Upon confirmation of the diagnosis, the patient was immediately started on 20 mg oral prednisone daily, and her condition rapidly improved. Further bloodwork and chest x-rays were ordered to screen for sarcoidosis, granulomatosis with polyangiitis, and other autoimmune disorders, which later came back negative. She was discharged on oral prednisone under the direction of the oncologist a few days later.
The patient’s condition resolved after approximately 2 weeks, and a taper of the oral prednisone was initiated. Surprisingly, her condition recurred about 1 month after the prednisone taper, so she was placed on mycophenolate mofetil (CellCept, Genentech) for chronic immunosuppression. She continued the mycophenolate for 6 months after the initial recurrence and was subsequently tapered off the medication without additional recurrences.
REVIEWING THE LITERATURE
Nonspecific orbital inflammation (NOI), previously referred to as orbital pseudotumor, is an umbrella term for inflammatory masses of the orbit. Although NOI is the third most common orbital mass in adults, a 2008 review article of reports found only 68 cases of pediatric NOI dating back to the 1950s.2,3 The most common presenting symptoms in both adults and children include pain, diplopia, extraocular muscle restriction, and proptosis. In one case series, 21% of pediatric cases were reported to have had pupillary involvement.4
Diffuse or localized NOI presentations have been reported with inflammation possibly affecting the lacrimal gland, extraocular muscles (as in this case), uvea, and/or the cavernous sinus.1 Although adult NOI most often presents unilaterally, pediatric NOI frequently presents bilaterally with additional presence of uveitis and optic disc edema.3 Because of the variable presentation and overlap with other disease entities, utilization of neuroimaging modalities such as CT or MRI of the orbits is necessary to exclude malignant, infectious, and other etiologies.

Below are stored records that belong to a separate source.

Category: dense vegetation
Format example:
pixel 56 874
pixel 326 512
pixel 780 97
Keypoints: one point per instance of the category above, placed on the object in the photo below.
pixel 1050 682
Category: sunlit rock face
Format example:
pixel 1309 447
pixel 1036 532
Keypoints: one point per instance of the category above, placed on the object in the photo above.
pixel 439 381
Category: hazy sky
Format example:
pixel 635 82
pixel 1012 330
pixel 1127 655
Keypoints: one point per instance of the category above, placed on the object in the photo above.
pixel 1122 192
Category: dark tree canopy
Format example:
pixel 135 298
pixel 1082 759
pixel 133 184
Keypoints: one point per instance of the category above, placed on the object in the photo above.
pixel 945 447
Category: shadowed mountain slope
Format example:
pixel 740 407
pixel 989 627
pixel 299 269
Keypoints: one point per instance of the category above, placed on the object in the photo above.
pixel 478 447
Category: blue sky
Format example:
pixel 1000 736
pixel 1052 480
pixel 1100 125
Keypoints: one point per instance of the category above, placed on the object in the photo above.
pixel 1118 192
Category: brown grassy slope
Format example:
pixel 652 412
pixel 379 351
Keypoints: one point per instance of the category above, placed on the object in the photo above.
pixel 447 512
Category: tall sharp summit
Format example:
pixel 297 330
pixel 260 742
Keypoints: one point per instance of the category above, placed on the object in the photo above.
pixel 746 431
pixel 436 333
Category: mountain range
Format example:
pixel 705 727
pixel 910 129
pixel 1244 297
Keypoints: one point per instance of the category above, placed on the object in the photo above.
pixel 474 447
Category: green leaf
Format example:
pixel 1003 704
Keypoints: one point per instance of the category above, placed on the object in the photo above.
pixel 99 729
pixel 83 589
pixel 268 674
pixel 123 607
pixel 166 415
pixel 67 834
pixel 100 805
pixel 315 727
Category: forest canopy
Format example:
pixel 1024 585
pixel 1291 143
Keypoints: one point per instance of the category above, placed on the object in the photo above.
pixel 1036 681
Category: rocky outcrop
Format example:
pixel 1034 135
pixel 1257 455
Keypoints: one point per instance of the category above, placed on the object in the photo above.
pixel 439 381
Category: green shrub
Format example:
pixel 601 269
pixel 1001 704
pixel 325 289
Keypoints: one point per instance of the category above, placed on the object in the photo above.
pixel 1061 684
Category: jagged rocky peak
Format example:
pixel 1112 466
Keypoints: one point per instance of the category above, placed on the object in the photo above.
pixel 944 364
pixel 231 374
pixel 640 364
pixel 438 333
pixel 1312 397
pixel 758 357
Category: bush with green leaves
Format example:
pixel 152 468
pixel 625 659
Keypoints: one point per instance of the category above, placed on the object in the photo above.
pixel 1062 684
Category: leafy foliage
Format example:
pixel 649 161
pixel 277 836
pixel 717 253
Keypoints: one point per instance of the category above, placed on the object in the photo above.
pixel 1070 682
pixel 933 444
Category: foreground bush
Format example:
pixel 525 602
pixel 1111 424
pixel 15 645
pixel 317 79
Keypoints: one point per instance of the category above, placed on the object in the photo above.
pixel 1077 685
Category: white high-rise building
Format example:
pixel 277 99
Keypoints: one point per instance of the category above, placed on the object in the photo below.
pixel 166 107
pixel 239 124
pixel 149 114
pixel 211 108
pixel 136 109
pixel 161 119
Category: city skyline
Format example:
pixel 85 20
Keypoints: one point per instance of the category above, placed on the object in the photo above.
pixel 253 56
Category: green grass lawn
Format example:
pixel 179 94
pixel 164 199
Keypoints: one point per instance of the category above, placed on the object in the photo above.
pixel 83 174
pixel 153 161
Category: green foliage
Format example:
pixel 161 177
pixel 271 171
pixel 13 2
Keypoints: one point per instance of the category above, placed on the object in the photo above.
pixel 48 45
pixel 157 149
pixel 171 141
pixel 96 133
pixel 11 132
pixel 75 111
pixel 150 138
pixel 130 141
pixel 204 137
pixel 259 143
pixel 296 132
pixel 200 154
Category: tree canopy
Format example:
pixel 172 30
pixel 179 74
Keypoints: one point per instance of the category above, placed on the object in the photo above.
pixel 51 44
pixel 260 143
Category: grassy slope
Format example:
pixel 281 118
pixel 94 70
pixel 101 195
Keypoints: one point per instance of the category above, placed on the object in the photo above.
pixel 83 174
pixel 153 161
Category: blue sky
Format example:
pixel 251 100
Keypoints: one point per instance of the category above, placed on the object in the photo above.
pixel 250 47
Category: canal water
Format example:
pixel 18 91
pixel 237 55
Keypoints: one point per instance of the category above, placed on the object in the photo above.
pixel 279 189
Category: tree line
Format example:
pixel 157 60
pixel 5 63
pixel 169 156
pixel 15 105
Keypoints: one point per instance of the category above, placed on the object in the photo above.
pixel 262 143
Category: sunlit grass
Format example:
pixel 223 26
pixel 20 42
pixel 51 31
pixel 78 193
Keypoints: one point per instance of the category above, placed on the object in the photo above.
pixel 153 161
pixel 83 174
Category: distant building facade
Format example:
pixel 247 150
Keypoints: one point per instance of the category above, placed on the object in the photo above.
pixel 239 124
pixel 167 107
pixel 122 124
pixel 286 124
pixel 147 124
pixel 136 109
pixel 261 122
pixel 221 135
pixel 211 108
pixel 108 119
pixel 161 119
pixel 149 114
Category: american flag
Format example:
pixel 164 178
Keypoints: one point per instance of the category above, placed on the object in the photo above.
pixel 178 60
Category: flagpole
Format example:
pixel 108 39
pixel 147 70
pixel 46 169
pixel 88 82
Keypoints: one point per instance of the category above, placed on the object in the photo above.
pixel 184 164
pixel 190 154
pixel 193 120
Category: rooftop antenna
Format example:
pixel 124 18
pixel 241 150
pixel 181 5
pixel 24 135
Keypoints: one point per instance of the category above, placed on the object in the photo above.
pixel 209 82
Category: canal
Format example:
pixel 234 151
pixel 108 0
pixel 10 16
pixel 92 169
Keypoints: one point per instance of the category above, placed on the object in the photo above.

Biopsy is indicated for atypical cases prior to initiation of immunosuppressant medications.5
The pathogenesis of NOI is not well understood, but the disease has been associated with various autoimmune conditions, including systemic lupus erythematosus, thyroid disease, sarcoidosis, rheumatoid arthritis, Crohn disease, myasthenia gravis, ankylosing spondylitis, and others. Recently, immunoglobulin G4–related disease has been implicated in 17% to 60% of adult cases of NOI as an etiology, but incidence and prevalence in the pediatric population has not been widely studied.6,7 Because of these systemic associations, a systemic workup is indicated for suspected NOI in either adults or children.
Various therapies have been successful for NOI in adults and children. Oral corticosteroids are generally the first-line therapy, but use of NSAIDs, systemic immunomodulatory medications, radiation therapy, and surgical resection has also been suggested, especially for chronic or recalcitrant disease.8,9
KEY TAKEAWAYS
In daily clinical practice, we often see patients with atypical clinical features or with signs and symptoms that do not follow the expected clinical course. Sometimes explaining the constellation of clinical findings in difficult cases can be challenging. These cases teach us to critically analyze our findings and data, widen our differential diagnoses, and involve other medical specialists when the waters become too murky.
Although the need for eye care providers to order neuroimaging for pediatric patients does not arise frequently, cases such as this one illustrate both the value and drawbacks of neuroimaging in making a definitive diagnosis. The case also demonstrates how a biopsy can drastically alter both the course of treatment and prognosis.